Bolivia: tradición marcada por la Cuaresma
En Bolivia, el locro también presenta diferencias significativas. Alejandra Ramírez, integrante de la colectividad boliviana en Tucumán, explicó que una de las variantes más conocidas es el locro de zapallo, un caldo que combina ingredientes básicos.
Entre sus componentes principales se encuentran:
- Zapallo
- Papa
- Choclo
Este plato puede incluir carne, aunque en ese caso cambia su denominación y pasa a llamarse "carbonada". En cuanto a su consumo, el locro boliviano se asocia principalmente a Semana Santa y la Cuaresma, sin relación directa con el Día del Trabajador.
Asimismo, se destaca que las comidas típicas del 1 de mayo varían según la región. Por ejemplo, en Potosí se prepara la kalapurka, aunque no existe una regla general.

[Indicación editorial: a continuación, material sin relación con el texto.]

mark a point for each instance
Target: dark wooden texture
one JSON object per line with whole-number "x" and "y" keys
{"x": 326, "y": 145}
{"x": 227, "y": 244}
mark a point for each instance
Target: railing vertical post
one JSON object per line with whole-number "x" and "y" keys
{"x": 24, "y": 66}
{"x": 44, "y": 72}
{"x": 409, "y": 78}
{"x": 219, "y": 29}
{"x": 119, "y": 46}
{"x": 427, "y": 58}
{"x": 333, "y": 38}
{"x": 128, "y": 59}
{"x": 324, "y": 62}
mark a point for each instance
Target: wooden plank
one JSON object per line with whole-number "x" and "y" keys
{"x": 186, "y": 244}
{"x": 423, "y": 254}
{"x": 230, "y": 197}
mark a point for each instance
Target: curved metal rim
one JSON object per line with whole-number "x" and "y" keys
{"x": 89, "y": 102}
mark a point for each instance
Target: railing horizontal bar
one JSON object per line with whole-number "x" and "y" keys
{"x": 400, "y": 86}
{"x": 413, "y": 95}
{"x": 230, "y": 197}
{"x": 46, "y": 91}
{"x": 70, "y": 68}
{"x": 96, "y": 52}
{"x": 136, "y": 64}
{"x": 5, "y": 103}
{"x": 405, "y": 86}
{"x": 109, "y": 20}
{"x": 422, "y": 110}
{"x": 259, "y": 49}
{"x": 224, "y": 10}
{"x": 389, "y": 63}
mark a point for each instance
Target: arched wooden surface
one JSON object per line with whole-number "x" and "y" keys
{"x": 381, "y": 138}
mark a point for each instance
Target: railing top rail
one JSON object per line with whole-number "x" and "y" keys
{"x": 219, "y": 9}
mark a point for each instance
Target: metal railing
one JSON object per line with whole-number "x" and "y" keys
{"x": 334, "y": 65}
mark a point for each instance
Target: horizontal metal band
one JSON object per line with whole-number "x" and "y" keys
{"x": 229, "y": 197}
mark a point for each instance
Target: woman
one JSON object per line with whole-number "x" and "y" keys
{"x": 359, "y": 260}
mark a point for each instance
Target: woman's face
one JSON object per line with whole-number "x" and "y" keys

Ecuador: una preparación cotidiana
En Ecuador, el locro adopta una forma más cercana a la vida diaria. El locro de papa es una sopa cremosa elaborada con papas y queso, especialmente popular en Quito. A diferencia de otras versiones, su consumo no está ligado a fechas específicas, sino que forma parte de la cocina cotidiana, especialmente en días fríos.
La receta presenta variaciones regionales que pueden incluir:
- Maíz
- Maní
- Mariscos
También existe el yaguarlocro, una versión que incorpora menudencias y sangre frita, ampliando el abanico de posibilidades dentro de una misma denominación.
Un mismo nombre, múltiples identidades
El recorrido por estas variantes evidencia que el locro no responde a una única identidad. En cada país, el plato se adapta a los ingredientes disponibles, a las costumbres locales y a los momentos en que se comparte.
Mientras que en Argentina el locro se consolidó como un símbolo del 1 de mayo, en Perú se vincula a celebraciones religiosas, en Bolivia a la Cuaresma y en Ecuador a la vida cotidiana. Esta diversidad revela que el locro es una construcción cultural que trasciende fronteras y se redefine en cada comunidad.
Recetas tradicionales: tres versiones andinas
Las distintas formas de preparar locro se reflejan en recetas que conservan la esencia de cada región.
Locro de Huánuco (Perú):
- Carne de cordero, pollo o gallina
- Papas de distintas variedades
- Cebolla, ajo, jengibre o apio
- Sal y pimienta
Preparación: hervir la carne para obtener un caldo, agregar las papas en trozos, incorporar un sofrito de cebolla y ajo, sumar jengibre o apio, condimentar y servir como sopa con trozos de papa y carne.
Locro de zapallo (Bolivia):
- Zapallo
- Papas
- Choclo
- Queso cuartirolo
- Sal y pimienta
Preparación: hervir los ingredientes hasta formar un caldo, condimentar y servir con trozos de queso que se derriten con el calor.
Locro de papa con queso (Ecuador):
- Papas
- Aceite o manteca
- Cebolla blanca y ajo
- Comino y achiote
- Agua y leche
- Queso fresco
- Cilantro, cebolla de verdeo, palta
- Sal y ají
Preparación: cocinar las papas con condimentos, incorporar leche y queso, y servir con hierbas y acompañamientos.